A number of high-profile US politicians have withdrawn their support for the controversial SOPA and PIPA anti-piracy laws in the face of online protests.
Senators Marco Rubio (Florida) and Roy Blunt (Missouri), co-sponsors of PIPA, otherwise known as the Protect IP Act, both changed their stance yesterday.
"Congress should listen and avoid rushing through a bill that could have many unintended consequences," Rubio said in a statement.
Utah Senator Orrin Hatch no longer backs PIPA either. "After listening to the concerns on both sides of the debate over the Protect IP Act, it is simply not ready for prime time and both sides must continue working together to find a better path forward," he said in a statement.
Democrat Ben Cardin and the rest of the Republicans have also stopped supporting PIPA.
Over in the House of Representatives, Republicans Ben Quayle of Arizona, Dennis Ross of Florida and Lee Terry of Nebraska all withdrew their support for SOPA, the Stop Online Piracy Act.
Despite all this, the House intends to resume work on SOPA next month, while Senate Majority Leader Harry Reid still intends to bring PIPA to the Senate floor next week.

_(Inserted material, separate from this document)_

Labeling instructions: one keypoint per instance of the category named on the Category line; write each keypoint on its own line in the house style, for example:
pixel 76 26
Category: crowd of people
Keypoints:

SOPA and PIPA were conceived as a way for the likes of film, music and game companies to protect their content from online piracy.
However, opponents have argued that the bills are overbearing and draconian, with potentially devastating consequences should they go through.
For example, SOPA would allow courts to order ISPs and services like Google and Paypal to block access to websites without the sites in question being allowed to defend themselves.
Yesterday many websites chose to protest against all this by blacking out or altering their homepages to raise awareness.